Page:Laberge - Quand chantait la cigale, 1936.djvu/53

La bibliothèque libre.
Cette page a été validée par deux contributeurs.


STATUETTE DE LA VIERGE


Cet après-midi, tante Eulalie fouille dans ses boîtes. Elle a comme cela des journées où elle s’arrête de frotter, de laver, de balayer, de nettoyer, où elle s’enfonce dans le passé avec toutes les vieilles choses d’autrefois qui lui rappellent les années de sa jeunesse, de sa famille en partie disparue. Elle remue religieusement de vieux objets qui sont précieusement serrés et qu’elle ne sort qu’à de rares intervalles.

Elle me montre une statuette de la Vierge tenant l’Enfant dans ses bras.
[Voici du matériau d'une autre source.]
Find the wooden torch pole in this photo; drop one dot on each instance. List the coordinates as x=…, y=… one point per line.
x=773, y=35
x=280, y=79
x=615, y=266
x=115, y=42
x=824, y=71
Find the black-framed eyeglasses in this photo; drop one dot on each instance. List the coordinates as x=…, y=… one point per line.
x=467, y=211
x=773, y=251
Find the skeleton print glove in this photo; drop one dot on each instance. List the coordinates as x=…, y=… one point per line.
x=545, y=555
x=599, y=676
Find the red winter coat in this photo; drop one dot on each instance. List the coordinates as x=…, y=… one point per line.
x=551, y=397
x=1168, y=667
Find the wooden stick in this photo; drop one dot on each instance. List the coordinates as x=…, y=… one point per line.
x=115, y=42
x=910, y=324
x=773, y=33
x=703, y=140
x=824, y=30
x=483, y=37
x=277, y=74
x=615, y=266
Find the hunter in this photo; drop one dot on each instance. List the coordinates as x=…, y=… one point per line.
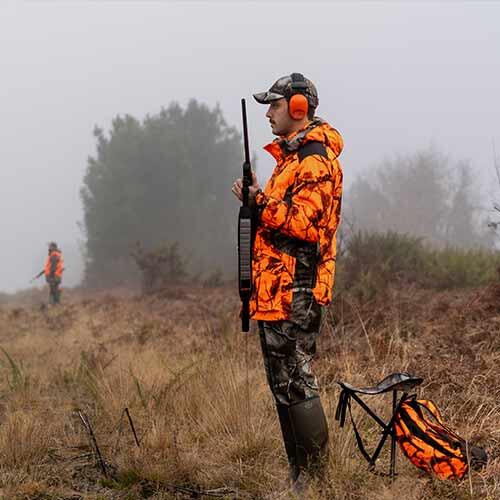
x=53, y=270
x=294, y=251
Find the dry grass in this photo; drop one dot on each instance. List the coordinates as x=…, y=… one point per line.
x=180, y=365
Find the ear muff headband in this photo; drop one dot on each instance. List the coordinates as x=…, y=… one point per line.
x=298, y=105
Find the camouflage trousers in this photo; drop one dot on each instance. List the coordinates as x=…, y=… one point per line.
x=288, y=347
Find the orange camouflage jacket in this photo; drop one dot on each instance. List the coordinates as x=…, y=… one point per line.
x=299, y=213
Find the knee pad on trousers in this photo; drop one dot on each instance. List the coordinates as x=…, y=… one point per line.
x=310, y=432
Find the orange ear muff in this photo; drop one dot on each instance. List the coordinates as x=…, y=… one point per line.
x=298, y=106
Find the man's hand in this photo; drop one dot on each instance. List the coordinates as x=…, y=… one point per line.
x=237, y=189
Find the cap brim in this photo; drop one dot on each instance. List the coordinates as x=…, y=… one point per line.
x=267, y=97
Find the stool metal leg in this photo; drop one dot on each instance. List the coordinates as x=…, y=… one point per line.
x=393, y=438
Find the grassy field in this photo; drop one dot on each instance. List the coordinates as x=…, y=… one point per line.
x=195, y=389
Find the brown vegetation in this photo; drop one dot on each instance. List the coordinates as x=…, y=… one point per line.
x=178, y=362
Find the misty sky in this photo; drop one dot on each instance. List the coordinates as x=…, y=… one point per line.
x=392, y=77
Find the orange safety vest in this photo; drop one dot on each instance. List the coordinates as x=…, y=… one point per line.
x=59, y=265
x=301, y=201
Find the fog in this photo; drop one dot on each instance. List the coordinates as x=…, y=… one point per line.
x=392, y=77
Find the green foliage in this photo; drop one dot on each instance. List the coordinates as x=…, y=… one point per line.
x=163, y=179
x=374, y=261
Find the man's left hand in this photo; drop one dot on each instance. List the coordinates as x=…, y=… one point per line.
x=237, y=189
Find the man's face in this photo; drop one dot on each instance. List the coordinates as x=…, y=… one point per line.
x=281, y=122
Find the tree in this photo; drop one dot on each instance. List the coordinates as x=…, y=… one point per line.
x=161, y=181
x=419, y=195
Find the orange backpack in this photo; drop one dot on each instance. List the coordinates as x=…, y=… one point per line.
x=430, y=444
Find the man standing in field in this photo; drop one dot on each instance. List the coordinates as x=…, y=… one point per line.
x=294, y=261
x=54, y=267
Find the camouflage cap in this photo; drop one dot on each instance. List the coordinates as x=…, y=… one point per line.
x=282, y=88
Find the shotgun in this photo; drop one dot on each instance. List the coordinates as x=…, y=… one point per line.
x=245, y=232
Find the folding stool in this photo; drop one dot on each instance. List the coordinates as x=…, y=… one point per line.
x=395, y=382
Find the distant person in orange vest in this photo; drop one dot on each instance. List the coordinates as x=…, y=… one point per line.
x=54, y=267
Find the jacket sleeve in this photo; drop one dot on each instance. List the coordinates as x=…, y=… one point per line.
x=310, y=204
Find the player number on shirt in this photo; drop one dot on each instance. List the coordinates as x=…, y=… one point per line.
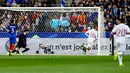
x=121, y=32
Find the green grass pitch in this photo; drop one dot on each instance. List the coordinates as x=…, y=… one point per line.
x=62, y=64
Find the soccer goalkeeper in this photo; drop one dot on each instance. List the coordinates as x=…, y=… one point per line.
x=22, y=42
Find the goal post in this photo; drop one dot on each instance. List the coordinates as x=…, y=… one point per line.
x=39, y=19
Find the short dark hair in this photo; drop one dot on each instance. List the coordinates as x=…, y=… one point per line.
x=11, y=21
x=122, y=20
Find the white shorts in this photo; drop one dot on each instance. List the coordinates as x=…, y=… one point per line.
x=120, y=46
x=90, y=44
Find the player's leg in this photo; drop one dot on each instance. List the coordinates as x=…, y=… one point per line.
x=120, y=54
x=12, y=44
x=89, y=47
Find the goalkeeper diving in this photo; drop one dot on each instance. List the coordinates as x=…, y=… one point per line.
x=92, y=37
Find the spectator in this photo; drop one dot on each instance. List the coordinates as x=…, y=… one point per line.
x=115, y=11
x=14, y=4
x=106, y=25
x=55, y=23
x=73, y=19
x=3, y=3
x=64, y=23
x=86, y=4
x=80, y=3
x=26, y=3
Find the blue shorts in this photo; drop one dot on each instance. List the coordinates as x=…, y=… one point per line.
x=12, y=38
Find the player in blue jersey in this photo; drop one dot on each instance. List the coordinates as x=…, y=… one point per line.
x=12, y=29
C’est une délicieuse image en ivoire jauni trouvée dans l’ancien cimetière de Chateauguay qui se trouvait presqu’à côté de la maison de l’oncle Moïse. Les enfants du fossoyeur s’en servaient en guise de marteau pour casser des noix. Ma grand-mère qui passait les vit, arrêta et obtint la statuette en échange d’un pain. La huche du fossoyeur était vide, me raconte tante Eulalie et sa femme eut tôt fait de troquer pour une miche la trouvaille faite par son mari en creusant une fosse. « Mais elle avait huit enfants » ajoute tante Eulalie en manière de justification.

Les noix étaient dures cependant et, à les vouloir casser, les gamins avaient brisé la tête du Jésus. Très simplement, tante Eulalie l’a remplacée par une figure en faïence provenant d’une minuscule poupée qu’elle a collée tant bien que mal sur l’ivoire jauni.

Je prends dans mes mains la vieille statuette provenant d’une tombe inconnue, j’admire le travail délicat, la pureté et la douceur de l’expression, le charme de cette figure, et je souris en regardant la tête de poupée en faïence qui représente maintenant l’enfant Jésus.